That has been my experience with more like 75% of them out east.


----------



## Speedy Petey

MechanicalDVR said:


> If you are too hard headed to realize it's a job that one can't do forever and it takes a huge toll on your body I actually feel bad for you.


Well, in my experience they have enough manpower to ease the physical burden. And I know of several guys who were older when I started and are now retired. These guys are in better shape than most old men I know, especially retired IBM'ers who mostly sat at a desk all day.






MechanicalDVR said:


> I equate the job to ditch digging, okay for kids but not a career many will last in 30 years without orthopedic and other health problems.


If you equate being a lineman to being a ditch digger then I question that you've ever been in this trade. 





MechanicalDVR said:


> Maybe lose the confrontational attitude of always looking to argue with me and look at the larger picture before you bark young man.


I will not dignify this with a reply.


----------



## splatz

Joe Robert said:


> The trade has become a lot less less physically demanding than it was even 15 years ago (the old men say).
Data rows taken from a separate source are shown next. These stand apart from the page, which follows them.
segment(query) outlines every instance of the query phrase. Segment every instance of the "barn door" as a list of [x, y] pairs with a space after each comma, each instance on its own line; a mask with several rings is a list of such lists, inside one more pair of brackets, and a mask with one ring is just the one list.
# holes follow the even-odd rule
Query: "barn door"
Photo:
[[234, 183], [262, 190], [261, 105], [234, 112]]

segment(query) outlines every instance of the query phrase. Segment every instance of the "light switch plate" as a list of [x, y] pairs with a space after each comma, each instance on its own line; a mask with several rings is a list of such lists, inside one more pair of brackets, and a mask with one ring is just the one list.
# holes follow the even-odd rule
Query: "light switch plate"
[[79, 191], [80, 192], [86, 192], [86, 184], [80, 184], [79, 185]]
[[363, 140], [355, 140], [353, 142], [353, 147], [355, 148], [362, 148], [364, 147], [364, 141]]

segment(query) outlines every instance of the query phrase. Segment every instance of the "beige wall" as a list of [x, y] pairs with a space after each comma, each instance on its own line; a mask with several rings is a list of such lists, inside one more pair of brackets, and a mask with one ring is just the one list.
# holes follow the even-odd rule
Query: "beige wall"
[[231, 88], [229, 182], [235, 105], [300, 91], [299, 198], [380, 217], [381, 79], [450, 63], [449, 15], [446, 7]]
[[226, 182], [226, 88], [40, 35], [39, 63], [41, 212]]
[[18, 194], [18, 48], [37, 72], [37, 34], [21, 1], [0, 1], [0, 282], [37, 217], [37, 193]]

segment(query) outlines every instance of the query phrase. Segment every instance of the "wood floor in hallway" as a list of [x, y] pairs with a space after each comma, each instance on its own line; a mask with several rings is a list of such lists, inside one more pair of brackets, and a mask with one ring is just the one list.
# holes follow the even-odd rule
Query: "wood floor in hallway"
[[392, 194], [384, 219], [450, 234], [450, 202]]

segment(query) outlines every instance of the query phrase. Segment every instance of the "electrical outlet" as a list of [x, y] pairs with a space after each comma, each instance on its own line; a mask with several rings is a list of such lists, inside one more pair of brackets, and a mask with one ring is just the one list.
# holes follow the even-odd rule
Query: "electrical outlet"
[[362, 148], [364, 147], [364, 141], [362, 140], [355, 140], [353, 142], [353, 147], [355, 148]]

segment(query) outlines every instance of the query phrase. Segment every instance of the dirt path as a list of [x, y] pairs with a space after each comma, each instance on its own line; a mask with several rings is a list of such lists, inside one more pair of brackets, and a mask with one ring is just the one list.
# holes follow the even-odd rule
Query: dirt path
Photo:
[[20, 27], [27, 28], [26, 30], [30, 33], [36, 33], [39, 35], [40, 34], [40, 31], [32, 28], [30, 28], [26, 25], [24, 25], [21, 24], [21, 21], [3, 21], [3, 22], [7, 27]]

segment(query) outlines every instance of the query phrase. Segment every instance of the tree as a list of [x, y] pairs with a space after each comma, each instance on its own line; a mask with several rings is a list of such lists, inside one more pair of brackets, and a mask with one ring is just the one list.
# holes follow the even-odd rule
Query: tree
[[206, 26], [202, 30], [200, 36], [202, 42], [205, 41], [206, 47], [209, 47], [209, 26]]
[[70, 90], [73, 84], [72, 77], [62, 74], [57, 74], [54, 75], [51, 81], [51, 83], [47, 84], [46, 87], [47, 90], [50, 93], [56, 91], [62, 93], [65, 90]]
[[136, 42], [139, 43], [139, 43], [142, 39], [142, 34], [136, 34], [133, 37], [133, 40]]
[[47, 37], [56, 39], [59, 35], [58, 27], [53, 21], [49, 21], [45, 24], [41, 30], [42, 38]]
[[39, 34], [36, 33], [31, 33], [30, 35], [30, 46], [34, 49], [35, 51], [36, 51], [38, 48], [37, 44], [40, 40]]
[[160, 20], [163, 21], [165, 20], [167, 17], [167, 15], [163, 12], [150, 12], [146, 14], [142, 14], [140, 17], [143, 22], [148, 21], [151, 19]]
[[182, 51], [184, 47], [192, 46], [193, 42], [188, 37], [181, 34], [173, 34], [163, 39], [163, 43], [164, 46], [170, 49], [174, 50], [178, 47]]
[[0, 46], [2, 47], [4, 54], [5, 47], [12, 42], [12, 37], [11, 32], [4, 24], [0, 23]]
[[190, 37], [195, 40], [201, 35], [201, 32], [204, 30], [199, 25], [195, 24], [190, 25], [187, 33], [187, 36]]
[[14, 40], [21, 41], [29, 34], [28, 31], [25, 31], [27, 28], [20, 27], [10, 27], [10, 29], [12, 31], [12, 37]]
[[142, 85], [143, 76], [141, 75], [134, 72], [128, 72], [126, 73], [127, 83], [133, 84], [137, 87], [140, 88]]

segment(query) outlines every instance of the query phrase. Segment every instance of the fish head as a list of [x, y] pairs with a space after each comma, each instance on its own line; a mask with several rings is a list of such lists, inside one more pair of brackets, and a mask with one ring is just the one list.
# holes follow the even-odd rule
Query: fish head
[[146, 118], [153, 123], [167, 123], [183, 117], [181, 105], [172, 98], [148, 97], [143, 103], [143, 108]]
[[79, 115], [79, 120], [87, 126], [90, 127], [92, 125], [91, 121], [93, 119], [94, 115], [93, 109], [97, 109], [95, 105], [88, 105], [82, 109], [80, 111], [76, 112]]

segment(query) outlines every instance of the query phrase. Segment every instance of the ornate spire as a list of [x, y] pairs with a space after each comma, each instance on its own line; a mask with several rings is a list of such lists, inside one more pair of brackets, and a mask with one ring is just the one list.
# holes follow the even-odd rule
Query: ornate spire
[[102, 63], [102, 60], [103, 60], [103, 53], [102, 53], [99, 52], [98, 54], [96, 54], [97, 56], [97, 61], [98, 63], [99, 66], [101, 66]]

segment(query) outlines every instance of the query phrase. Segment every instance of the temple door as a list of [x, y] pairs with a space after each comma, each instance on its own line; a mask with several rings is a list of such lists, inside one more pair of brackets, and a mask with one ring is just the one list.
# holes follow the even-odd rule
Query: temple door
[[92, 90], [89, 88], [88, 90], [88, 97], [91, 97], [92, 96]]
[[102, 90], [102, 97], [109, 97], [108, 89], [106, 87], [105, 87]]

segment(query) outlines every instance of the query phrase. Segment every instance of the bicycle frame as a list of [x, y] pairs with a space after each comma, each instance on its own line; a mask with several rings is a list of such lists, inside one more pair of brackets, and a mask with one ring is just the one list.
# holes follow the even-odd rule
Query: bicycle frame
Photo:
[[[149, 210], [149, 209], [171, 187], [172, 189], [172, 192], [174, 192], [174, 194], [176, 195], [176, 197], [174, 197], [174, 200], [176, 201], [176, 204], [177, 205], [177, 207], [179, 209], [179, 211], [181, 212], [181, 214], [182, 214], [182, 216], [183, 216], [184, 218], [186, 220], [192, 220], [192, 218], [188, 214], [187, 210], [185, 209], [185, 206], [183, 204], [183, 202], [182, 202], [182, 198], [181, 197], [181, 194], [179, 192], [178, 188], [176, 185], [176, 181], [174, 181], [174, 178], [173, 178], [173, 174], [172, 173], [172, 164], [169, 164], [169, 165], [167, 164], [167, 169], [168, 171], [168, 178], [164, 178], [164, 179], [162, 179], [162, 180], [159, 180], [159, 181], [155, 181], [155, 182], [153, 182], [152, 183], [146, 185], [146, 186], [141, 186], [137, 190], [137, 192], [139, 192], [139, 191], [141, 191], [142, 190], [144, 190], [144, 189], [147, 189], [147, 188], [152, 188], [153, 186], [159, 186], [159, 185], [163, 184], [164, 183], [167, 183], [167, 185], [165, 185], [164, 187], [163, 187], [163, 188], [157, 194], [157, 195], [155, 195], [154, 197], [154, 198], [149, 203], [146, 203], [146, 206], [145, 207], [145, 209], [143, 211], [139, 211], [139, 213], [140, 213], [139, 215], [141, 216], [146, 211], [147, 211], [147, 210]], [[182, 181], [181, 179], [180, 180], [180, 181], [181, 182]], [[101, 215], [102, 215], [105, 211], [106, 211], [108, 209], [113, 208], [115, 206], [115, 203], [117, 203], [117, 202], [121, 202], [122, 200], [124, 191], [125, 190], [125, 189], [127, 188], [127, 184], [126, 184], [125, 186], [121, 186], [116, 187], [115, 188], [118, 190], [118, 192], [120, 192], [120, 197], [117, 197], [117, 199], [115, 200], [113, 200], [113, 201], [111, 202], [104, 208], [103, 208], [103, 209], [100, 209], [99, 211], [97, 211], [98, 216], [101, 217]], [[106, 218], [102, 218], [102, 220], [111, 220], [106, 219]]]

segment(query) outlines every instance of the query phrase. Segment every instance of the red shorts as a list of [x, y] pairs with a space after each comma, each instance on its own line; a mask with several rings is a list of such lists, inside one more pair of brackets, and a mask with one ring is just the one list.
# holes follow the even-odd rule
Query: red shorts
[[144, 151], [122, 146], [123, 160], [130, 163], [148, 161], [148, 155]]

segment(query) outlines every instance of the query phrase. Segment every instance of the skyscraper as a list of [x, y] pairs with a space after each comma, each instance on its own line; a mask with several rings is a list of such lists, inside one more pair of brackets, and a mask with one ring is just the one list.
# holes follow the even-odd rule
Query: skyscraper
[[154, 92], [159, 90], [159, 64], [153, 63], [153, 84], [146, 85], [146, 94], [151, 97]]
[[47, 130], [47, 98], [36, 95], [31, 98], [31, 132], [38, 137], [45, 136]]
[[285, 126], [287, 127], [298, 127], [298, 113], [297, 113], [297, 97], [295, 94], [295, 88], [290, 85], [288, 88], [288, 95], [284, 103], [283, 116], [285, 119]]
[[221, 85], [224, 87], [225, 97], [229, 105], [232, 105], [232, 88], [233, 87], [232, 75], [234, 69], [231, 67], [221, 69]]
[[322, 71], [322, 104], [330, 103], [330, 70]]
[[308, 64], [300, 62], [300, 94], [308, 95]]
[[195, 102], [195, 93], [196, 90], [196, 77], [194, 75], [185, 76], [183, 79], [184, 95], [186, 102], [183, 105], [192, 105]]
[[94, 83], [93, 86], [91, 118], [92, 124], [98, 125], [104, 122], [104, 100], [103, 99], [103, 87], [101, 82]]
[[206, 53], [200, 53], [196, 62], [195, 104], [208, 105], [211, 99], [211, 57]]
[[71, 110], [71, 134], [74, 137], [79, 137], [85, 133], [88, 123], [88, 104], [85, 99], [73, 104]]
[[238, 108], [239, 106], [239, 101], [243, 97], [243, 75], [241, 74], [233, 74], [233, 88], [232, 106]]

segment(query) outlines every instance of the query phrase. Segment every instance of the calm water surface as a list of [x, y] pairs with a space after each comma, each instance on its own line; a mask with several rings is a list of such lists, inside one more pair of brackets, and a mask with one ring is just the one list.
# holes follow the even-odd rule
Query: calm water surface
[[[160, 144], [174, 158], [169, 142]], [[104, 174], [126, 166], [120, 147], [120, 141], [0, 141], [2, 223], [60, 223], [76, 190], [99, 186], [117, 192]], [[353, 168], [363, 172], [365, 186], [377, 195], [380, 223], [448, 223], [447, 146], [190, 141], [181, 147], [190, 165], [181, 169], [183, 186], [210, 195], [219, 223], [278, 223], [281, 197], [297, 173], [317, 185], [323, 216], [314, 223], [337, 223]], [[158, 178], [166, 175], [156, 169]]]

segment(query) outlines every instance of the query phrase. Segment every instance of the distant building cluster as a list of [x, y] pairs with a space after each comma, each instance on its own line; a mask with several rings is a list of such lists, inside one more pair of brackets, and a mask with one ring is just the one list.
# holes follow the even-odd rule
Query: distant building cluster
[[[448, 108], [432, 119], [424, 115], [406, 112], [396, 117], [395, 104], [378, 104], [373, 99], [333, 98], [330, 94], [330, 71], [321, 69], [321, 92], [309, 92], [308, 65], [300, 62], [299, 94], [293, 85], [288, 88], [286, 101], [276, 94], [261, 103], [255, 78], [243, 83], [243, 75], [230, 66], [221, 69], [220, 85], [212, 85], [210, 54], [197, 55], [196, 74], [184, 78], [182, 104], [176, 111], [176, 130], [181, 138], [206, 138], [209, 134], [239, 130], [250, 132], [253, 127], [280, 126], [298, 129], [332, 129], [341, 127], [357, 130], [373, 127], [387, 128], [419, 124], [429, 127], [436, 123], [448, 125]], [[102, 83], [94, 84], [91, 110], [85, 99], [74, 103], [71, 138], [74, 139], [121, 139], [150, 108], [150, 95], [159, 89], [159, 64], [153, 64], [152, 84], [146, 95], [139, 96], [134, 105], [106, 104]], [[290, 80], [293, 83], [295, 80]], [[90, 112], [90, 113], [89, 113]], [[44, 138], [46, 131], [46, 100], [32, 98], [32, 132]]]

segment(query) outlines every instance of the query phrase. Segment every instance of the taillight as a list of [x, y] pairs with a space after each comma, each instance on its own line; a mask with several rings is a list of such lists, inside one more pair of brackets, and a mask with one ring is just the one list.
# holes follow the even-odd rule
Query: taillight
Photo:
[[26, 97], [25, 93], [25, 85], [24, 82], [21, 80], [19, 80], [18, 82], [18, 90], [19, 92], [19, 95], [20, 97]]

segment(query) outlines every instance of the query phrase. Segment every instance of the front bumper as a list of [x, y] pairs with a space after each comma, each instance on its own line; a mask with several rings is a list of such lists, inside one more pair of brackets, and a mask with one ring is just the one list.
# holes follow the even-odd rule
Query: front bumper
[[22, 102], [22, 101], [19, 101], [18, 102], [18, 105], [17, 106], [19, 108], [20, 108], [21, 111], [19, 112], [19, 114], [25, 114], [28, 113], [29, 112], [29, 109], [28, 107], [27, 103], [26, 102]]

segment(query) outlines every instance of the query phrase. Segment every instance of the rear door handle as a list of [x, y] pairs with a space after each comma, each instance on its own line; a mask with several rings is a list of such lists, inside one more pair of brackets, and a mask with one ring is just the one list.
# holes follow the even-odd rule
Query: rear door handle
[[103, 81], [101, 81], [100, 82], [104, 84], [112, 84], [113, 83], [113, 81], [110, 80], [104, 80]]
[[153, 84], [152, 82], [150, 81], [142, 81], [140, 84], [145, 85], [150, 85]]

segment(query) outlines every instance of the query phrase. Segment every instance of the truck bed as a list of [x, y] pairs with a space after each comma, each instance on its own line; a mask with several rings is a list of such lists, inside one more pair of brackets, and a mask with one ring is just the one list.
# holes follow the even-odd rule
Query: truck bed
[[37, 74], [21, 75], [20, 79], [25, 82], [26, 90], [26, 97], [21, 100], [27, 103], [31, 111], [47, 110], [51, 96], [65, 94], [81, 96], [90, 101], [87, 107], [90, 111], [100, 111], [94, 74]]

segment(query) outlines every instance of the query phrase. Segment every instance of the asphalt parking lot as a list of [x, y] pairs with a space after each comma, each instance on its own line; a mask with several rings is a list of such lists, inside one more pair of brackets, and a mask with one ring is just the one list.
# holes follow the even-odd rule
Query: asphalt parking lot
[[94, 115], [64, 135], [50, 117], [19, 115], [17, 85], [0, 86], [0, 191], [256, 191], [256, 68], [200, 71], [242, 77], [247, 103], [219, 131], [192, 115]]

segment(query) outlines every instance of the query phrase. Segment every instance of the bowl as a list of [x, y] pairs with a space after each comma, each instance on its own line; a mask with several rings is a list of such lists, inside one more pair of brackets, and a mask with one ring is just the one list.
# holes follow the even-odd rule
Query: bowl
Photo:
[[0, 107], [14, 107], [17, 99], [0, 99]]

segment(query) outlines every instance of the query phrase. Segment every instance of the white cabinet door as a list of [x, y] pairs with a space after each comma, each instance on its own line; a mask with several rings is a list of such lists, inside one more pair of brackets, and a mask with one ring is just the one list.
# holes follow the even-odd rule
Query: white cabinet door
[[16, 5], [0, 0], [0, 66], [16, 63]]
I remember talking to a lineman that I used to subcontract in about that time frame, it would have been 15 years ago or maybe a little longer. He was bitching about how these new kids were not learning to climb with their spikes, scared to hang a ladder off a wire, etc. I think he called them "bucket babies" LOL. If you aren't working for a shoddy shop, things are pretty safe these days. 

I did some work for years for another utility contractor before their shop closed, I still keep in touch with a couple people from there, they work at the union hall now. The owner was a great employer, did things right and treated people very well, very fairly. 

When they were in the process of closing, he told me a little about what the men there were making, what the men at the utility companies were making, and what their non-union competition was paying. 

Without wanting to get too controversial, the disparity between union and non-union compensation in line work is MUCH bigger than it is for wireman work. The union contractors in this area and I suspect in most areas are going to struggle between disasters, and the union linemen aren't going to get the steady work they used to. 

The utility companies are different, with a little storm work every year they make great money and the way things are done these days they aren't chewed up so bad by the job.


----------



## cabletie

Even if they don't climb everyday, they still have to qualify every so offen. I can't remember how often the instructor told me they had to do the pole top rescue. 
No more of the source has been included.